Little Giants

Super sized: Small town manufacturer provides big time employment

Driving through the community of Norman’s Cove, N.L., it’s easy to miss the town’s biggest full-time employer – even if it is on the main road. The facility itself is an unlikely collection of structures: an aged main building anchoring several lego-like trailer appendages, some of them on stilts similar to old-fashioned handmade wharves. There is no sign on the building, nor an obvious entrance, just a pair of sliding garage doors with an innocuous-looking buzzer off to the side. The only visible symbol of the venture within is the delivery truck parked outside.

Jason Smith makes no apologies for the site. It’s been his family’s entrepreneurial base for multiple generations. His father’s father operated a coal business on the property. And it was here that his father Howard (“Hod” to his friends) opened a restaurant to supply his Smith Snacks catering trucks.

When the snack trucks were at their heyday, there were 22 of them on the road, selling more than two dozen types of dinners made at the restaurant, along with pop, chips, cigarettes and chewing gum. Altogether, those miscellaneous items – plus the company’s burgeoning wholesale division – amounted to $4-million in annual sales.

Sales, though, don’t automatically equal profit. Within days of realizing that the catering trucks were costing him more they were bringing in, and that the wholesale division was holding the company together, Hod shut down the catering division.

Today, thanks to Hod’s decisiveness and Jason’s affinity for lean manufacturing, the company is more profitable than ever. Inside the deceptively inconspicuous exterior of Smith Snacks is a workplace gleaming from floor to ceiling with mechanized food production equipment. From the industrial-sized mixer to the baking trays to the proofing room to the oven and even to the elevator carrying product from the bakery to the production floor, there is not a single square inch of wasted space. Even the staircase design (it’s spiral) was chosen to conserve valuable footage.

Here, 49 employees toil away like an elite team of manufacturing commandoes, making up to 10,000 products every eight hour shift (more than 2 million products a year). And if Jason – who became CEO in 2003 – has his way, Smith Snacks will soon be feeding thousands more hungry people. He dreams of expanding the company’s full menu line into Northern Canada, and believes he can profitably export their pastry products to the Maritimes. He also hopes to stop importing produce from British Columbia and switch to local products, such as blueberries, wherever possible.

Realizing his expansion plans, however, is presently impossible. Lack of space prohibits Smith Snacks from growing any further at its present location. Which is why he hopes to start construction of a new 20,000 square foot plant within a year – and it won’t be at the current location. It may be in the adjacent community of Chapel Arm (the company has already purchased several acres suitable for development) or it might be in the cities of St. John’s or Mount Pearl. Though reluctant to make a move that might cost him some current staff, he says that the decision will have to be based on a full analysis of the best business case for the company.

Meanwhile, the town council of Norman’s Cove is understandably concerned that their prized employer/taxpayer may be leaving.
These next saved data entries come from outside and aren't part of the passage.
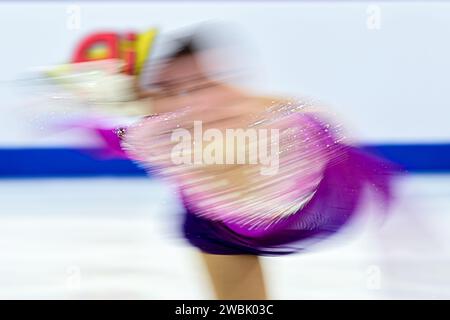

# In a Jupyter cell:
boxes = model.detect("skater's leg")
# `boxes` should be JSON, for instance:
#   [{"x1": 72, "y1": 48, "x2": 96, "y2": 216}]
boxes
[{"x1": 200, "y1": 253, "x2": 267, "y2": 300}]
With only 730 residents in the entire community, Smith Snacks employs the equivalent of one in every 15 people.

In addition to the stable work for residents, Mayor Eva Bennett says Smith Snacks is also a great corporate citizen. She credits them with multiple charitable contributions and frequent sponsorships of community events. “Often, you don’t even have to ask them. They voluntarily donate cash, goods.”

She says she hates the thought that the business might move, but agrees there is indeed no room to expand at their present location.

“We’ll do everything we can to make them want to stay,” says the mayor, “but we realize it’s ultimately their choice. And even if they do go, we will find a way to survive. This is not a one-industry town. Small businesses have always kept this town alive. Small businesses are invaluable to small towns.”